As I prepared to wait, I noticed other folks were gathering around the empty oatmeal pots, looking disappointed there was none. I went to share the good news with them that more was on the way! Some left immediately, saying they didn’t want oatmeal badly enough to wait for it. As the minutes dragged on, people began to leave one at a time, saying they had places to be. Finally, only two of us were left. We were both oatmeal aficianados and shared our mutual love of the breakfast food as we finally were able to prepare our bowls. A big, steaming pot of of fresh oatmeal had finally been rolled out the door — enough to feed 50 people. Only two of us were fed.
For me that experience is a lot like the Christian life, especially during the season of Advent. We don’t know when Christ will come again. There is nothing we can do to speed it up or slow it down. All we have is the promise that it will happen. In the meantime, we simply remind others that Christ is on the way and encourage them to stick around. Advent is the season to prepare your proverbial bowl, get to know those in line with you, and light a candle of hope.
Tom Henderson, Director of Church Relations
An Advent “foot” note
I have never been one for “putting my feet up.”
Even when chronic allergic asthma forced me into “retiring” on medical disability six years ago I managed with reduced stress and careful attention to a treatment protocol to remain pretty active. The treadmill has been my friend. Because I am a writer/editor by trade, and often thanks to the miracle of modern technology, I have had the blessing of being able to continue a writing career relatively uninterrupted.
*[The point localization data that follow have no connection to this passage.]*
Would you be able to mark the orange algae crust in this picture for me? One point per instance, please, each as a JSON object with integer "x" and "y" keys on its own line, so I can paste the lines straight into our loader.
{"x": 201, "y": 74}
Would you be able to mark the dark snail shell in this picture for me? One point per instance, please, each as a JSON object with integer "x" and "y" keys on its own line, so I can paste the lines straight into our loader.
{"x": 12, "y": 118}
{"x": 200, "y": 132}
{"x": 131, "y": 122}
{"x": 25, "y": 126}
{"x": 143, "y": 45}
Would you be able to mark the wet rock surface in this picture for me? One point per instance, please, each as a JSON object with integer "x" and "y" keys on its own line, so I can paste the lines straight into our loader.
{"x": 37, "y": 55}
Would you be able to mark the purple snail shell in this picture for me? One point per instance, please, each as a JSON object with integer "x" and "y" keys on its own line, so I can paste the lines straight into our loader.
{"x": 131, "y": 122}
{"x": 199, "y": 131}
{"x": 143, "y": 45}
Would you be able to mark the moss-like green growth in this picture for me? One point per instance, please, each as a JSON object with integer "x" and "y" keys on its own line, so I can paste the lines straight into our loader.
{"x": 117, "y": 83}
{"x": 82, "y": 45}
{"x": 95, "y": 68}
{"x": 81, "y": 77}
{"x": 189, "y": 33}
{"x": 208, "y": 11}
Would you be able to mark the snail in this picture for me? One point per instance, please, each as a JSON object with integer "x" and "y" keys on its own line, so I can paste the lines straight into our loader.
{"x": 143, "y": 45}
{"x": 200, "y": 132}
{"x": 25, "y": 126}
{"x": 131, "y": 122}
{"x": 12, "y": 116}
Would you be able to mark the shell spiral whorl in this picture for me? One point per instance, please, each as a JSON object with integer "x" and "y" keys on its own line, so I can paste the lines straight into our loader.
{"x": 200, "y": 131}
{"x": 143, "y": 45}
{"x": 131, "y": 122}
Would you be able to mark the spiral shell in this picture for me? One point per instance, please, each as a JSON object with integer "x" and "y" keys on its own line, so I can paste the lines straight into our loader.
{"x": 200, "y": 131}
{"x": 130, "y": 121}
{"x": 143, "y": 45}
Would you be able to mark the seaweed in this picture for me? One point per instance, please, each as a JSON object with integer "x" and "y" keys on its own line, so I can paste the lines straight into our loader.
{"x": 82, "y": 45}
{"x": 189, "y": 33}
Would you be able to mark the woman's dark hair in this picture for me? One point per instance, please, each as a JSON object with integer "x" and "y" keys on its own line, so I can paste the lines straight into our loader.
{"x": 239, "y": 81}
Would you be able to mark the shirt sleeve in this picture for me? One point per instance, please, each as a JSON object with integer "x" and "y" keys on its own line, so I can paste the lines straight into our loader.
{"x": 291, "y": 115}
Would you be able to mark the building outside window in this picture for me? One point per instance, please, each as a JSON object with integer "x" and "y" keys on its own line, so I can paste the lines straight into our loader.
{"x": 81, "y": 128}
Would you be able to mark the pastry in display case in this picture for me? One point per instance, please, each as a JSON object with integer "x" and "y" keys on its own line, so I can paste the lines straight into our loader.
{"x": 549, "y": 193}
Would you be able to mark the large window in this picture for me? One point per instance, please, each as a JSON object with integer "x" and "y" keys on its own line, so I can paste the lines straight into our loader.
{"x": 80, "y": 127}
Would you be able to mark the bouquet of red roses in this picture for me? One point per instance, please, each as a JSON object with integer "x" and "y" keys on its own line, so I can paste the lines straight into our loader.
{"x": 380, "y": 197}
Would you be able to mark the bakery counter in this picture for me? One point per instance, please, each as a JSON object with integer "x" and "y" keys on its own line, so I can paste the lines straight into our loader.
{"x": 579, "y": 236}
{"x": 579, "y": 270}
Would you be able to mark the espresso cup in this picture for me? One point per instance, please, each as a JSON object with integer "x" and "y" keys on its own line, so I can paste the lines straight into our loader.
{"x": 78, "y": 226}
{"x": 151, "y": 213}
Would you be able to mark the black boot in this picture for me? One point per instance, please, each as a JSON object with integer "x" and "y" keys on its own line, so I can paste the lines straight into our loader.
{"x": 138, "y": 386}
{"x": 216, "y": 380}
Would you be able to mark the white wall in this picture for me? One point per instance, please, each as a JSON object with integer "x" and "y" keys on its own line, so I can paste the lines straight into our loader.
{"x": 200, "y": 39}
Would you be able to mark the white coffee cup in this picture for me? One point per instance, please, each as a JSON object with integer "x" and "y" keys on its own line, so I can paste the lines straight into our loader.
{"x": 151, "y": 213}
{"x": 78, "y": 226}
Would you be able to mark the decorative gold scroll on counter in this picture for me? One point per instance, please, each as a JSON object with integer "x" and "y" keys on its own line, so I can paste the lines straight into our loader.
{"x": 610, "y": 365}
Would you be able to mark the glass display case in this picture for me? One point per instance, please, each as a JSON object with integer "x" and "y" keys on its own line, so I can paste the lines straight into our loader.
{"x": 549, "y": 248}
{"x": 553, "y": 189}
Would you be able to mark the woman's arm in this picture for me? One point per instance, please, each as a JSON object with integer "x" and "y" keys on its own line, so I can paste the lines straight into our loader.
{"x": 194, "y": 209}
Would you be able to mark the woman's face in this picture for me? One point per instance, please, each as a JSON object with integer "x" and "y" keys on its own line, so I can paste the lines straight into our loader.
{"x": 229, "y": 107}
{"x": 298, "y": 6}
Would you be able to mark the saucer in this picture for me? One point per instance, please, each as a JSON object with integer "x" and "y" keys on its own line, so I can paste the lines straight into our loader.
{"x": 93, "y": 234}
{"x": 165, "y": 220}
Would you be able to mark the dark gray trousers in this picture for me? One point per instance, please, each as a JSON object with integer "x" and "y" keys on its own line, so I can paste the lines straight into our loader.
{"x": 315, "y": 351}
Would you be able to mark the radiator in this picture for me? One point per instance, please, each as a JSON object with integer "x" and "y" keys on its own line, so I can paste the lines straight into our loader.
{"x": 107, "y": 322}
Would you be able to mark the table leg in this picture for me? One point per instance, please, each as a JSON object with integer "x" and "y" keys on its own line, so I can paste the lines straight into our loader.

That was before the episode of “the foot” began September 2. While walking to meet my granddaughter at the school bus stop I experienced searing pain in my left instep. No twisting or stumbling. I was just walking, mind you. The diagnosis was a “stretched” tendon. It should feel much better in a month or two. But it might take up to a year to completely heal. The injury is not uncommon for someone entering the golden years. I will be 70 in May. Two weeks later I got out of bed and while still barefoot rammed the forefoot on the same foot hard into the curved end of a rocking chair I would have been far better off sitting in. I saw stars at 7:30 am.
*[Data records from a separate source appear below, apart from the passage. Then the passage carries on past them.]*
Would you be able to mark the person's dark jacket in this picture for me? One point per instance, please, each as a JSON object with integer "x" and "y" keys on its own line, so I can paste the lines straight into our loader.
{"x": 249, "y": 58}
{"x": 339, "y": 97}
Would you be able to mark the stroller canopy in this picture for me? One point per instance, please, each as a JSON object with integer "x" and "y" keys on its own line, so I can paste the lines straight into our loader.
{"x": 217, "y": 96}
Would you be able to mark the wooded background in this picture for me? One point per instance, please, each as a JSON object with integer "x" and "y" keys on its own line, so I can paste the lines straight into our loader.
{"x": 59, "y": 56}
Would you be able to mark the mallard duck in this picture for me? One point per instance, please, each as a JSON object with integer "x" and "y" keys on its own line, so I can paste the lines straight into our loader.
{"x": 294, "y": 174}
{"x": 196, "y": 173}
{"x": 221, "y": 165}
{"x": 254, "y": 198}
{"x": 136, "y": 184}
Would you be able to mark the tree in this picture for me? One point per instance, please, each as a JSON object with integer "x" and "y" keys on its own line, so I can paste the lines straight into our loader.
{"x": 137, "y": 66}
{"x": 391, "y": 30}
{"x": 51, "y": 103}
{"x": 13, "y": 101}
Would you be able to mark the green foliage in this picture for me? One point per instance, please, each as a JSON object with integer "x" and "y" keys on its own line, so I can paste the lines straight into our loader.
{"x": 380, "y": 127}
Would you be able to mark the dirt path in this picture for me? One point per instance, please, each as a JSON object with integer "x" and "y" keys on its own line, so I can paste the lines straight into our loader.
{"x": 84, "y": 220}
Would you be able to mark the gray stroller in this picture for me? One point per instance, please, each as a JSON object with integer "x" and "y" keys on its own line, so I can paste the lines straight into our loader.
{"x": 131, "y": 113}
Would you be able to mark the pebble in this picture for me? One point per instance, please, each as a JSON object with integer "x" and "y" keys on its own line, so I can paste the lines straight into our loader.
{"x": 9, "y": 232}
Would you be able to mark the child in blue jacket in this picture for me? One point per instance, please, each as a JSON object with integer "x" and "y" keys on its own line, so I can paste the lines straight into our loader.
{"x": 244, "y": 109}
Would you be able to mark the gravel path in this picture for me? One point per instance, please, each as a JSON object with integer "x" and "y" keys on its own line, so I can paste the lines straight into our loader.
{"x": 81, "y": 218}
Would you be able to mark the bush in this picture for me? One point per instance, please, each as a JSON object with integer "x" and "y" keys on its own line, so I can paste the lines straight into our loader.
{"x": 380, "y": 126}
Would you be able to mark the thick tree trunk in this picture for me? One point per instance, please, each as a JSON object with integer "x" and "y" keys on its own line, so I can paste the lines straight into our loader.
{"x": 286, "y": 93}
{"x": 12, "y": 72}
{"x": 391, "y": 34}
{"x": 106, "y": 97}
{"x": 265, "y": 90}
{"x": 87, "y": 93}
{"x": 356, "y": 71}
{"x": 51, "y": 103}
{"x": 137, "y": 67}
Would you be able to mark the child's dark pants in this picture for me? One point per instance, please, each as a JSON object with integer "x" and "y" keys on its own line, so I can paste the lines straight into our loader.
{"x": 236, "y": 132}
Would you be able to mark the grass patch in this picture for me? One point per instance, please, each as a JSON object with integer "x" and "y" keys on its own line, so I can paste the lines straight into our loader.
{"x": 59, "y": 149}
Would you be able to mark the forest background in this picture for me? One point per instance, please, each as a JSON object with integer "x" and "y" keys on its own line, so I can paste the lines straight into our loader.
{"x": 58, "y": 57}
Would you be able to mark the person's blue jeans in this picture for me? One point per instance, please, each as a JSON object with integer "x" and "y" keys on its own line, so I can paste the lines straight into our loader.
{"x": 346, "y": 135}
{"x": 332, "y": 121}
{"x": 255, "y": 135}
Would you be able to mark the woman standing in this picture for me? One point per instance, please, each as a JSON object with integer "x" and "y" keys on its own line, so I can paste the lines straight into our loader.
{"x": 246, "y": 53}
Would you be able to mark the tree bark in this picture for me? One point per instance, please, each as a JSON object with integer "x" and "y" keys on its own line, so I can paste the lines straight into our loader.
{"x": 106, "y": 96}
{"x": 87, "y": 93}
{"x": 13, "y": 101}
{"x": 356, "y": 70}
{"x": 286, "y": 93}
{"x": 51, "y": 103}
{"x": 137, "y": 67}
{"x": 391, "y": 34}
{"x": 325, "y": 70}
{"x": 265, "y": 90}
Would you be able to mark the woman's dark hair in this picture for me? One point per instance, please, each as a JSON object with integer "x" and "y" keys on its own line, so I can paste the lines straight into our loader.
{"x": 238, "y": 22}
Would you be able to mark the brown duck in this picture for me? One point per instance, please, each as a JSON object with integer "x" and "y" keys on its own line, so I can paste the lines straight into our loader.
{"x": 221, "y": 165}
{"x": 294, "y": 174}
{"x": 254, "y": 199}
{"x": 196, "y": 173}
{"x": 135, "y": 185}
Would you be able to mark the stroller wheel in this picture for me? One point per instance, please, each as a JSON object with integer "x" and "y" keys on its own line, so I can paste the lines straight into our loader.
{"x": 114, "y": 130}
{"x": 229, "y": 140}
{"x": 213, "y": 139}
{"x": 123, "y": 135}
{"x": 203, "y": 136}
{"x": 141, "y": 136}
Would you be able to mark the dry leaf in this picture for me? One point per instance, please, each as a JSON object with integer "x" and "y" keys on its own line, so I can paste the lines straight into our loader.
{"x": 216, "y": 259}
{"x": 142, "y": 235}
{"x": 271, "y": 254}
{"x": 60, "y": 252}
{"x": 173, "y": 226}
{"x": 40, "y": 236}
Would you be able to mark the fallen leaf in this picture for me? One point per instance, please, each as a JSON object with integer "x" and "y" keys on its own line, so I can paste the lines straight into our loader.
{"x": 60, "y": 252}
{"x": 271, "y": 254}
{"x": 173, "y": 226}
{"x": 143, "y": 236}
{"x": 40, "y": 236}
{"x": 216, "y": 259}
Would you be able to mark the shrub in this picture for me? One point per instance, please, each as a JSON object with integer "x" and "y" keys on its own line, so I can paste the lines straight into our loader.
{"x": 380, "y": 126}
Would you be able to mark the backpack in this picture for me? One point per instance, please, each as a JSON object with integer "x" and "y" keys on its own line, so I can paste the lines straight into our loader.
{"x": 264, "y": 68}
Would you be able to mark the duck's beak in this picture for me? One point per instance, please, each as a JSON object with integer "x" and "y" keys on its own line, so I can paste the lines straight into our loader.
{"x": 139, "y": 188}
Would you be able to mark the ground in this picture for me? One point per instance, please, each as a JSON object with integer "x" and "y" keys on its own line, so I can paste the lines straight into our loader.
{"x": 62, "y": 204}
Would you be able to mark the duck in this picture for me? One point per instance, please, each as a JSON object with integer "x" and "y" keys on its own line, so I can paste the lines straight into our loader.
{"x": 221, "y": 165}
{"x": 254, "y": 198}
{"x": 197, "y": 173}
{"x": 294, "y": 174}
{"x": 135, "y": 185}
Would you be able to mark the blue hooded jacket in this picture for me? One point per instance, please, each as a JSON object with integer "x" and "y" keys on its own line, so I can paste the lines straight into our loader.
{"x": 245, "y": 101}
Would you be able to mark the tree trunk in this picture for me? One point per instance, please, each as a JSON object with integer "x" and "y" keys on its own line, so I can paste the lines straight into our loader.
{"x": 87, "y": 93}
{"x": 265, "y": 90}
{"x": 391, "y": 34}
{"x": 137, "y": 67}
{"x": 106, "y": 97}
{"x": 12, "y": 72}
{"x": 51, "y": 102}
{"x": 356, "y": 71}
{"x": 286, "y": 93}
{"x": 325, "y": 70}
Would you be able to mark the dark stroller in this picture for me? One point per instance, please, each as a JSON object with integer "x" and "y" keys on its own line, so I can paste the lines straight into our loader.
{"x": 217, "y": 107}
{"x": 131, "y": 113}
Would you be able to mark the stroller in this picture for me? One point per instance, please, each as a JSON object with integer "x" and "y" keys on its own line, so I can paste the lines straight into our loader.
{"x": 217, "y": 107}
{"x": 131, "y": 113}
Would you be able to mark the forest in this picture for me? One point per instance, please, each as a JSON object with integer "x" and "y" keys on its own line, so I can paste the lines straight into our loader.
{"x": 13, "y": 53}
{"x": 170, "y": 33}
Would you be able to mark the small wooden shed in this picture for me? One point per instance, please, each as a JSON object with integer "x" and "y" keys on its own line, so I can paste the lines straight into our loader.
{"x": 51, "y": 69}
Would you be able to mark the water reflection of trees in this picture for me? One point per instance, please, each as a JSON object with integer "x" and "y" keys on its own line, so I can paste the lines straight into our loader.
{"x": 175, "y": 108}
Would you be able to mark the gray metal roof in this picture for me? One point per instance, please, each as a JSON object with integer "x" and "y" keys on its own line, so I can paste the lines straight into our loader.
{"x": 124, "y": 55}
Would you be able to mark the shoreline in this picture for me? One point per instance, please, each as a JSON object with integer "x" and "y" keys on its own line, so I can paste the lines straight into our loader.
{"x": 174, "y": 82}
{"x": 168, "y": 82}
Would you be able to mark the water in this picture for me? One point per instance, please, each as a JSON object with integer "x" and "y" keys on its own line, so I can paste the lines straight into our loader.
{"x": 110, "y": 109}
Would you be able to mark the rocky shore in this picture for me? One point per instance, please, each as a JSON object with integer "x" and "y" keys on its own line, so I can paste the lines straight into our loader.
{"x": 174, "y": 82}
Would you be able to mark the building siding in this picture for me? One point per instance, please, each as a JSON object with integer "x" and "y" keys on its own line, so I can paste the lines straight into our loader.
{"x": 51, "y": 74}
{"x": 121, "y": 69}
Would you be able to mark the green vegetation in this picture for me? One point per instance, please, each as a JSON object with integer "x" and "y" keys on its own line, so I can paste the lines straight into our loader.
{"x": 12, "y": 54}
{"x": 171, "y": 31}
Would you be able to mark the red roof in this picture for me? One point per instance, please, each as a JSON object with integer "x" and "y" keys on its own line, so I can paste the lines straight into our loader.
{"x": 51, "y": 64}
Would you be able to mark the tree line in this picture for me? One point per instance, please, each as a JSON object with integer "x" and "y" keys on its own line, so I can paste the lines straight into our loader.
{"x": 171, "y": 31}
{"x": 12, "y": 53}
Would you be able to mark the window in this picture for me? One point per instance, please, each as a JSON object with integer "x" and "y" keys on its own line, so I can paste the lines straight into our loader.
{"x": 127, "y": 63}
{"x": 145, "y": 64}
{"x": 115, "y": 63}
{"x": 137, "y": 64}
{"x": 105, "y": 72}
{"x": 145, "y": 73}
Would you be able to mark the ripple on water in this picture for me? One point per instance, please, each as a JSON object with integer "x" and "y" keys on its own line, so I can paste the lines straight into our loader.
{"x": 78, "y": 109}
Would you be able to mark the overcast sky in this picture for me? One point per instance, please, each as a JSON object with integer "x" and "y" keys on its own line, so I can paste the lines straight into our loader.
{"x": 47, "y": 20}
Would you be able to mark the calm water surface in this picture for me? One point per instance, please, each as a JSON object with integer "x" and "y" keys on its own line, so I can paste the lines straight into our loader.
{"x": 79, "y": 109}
Terrific bruising and inflammation quickly emerged with attendant swelling. Over weeks three sets of x-rays and an MRI showed no fracture. Yet, the two injuries seem to conspire against me. Sometimes my foot has felt better and I have begun to resume activity of the normal kind, often wearing a special shoe, only to find such behavior, especially climbing stairs, makes it angry.
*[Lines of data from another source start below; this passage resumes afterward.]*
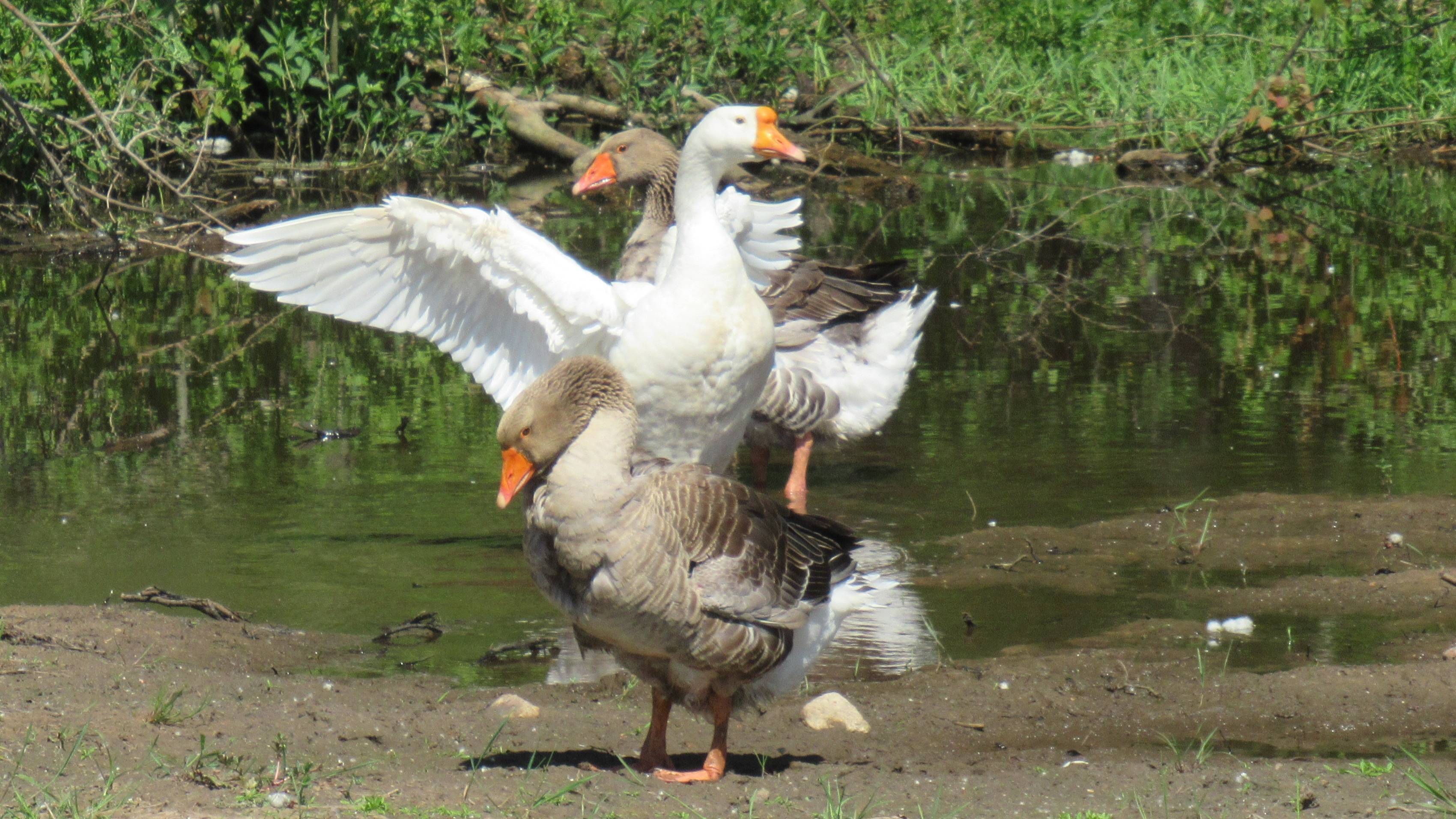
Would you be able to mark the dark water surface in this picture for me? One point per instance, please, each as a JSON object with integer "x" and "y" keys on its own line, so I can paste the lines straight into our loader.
{"x": 1098, "y": 349}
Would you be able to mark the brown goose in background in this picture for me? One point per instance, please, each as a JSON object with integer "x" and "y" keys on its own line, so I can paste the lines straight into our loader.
{"x": 707, "y": 589}
{"x": 845, "y": 337}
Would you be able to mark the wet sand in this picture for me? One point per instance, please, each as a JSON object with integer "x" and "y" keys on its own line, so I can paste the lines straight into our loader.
{"x": 1116, "y": 723}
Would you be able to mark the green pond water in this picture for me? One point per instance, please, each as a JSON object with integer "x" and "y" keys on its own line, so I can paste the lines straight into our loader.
{"x": 1098, "y": 349}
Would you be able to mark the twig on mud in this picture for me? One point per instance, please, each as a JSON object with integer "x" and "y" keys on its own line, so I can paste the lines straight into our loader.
{"x": 1129, "y": 685}
{"x": 164, "y": 598}
{"x": 1030, "y": 556}
{"x": 1218, "y": 140}
{"x": 423, "y": 622}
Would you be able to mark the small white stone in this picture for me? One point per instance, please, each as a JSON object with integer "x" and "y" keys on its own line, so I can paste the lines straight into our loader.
{"x": 513, "y": 707}
{"x": 832, "y": 710}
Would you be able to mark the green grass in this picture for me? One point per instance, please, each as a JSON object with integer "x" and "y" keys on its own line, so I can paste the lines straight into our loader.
{"x": 349, "y": 82}
{"x": 27, "y": 796}
{"x": 167, "y": 710}
{"x": 1442, "y": 799}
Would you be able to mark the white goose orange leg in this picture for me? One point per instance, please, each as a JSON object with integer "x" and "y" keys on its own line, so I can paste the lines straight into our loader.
{"x": 798, "y": 487}
{"x": 717, "y": 760}
{"x": 654, "y": 748}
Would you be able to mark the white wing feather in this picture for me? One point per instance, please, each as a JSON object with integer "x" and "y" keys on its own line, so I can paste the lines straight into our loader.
{"x": 755, "y": 228}
{"x": 497, "y": 296}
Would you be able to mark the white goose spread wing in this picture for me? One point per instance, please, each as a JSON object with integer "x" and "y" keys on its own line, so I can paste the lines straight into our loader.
{"x": 755, "y": 228}
{"x": 501, "y": 299}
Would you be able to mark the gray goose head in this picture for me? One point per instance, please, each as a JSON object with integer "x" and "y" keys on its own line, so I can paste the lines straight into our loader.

And so this Advent season I am experiencing a second kind of waiting — for healing and a “cure” I have been promised will come if I only behave myself, reduce my activity for a period of time, and take enough of the anti-inflammatories that at sufficient doses do not agree with my stomach. Reduced walking also relieves the discomfort in my hips, left knee, and ankle resulting from an altered gait. As I write this my feet are up.
In the annals of medical history my plight is quite incidental. But it has been a reminder that “waiting” for healing does not come on one’s own timetable, if it comes at all. And waiting of this kind sometimes involves pain and great discomfort, wondering how matters will turn out in the end. As I’ve waited I’ve also seen the pain of others paraded across my TV screen, in Ferguson, New York City, Cleveland, and in our own Norristown neighborhood. Who could imagine that a father of two, walking home at night along a Bridgeport, Montgomery County, street decorated with holiday lights could be run over by not one but two SUVs, and killed? Both drivers left the scene.
O Jesus, is there no end to humanity’s pain? Come Lord Jesus!
And so we wait, in all kinds of ways, for the light of a new season. We pray the darkness in our lives may once more be broken and overcome by the insurmountable Light for our lives.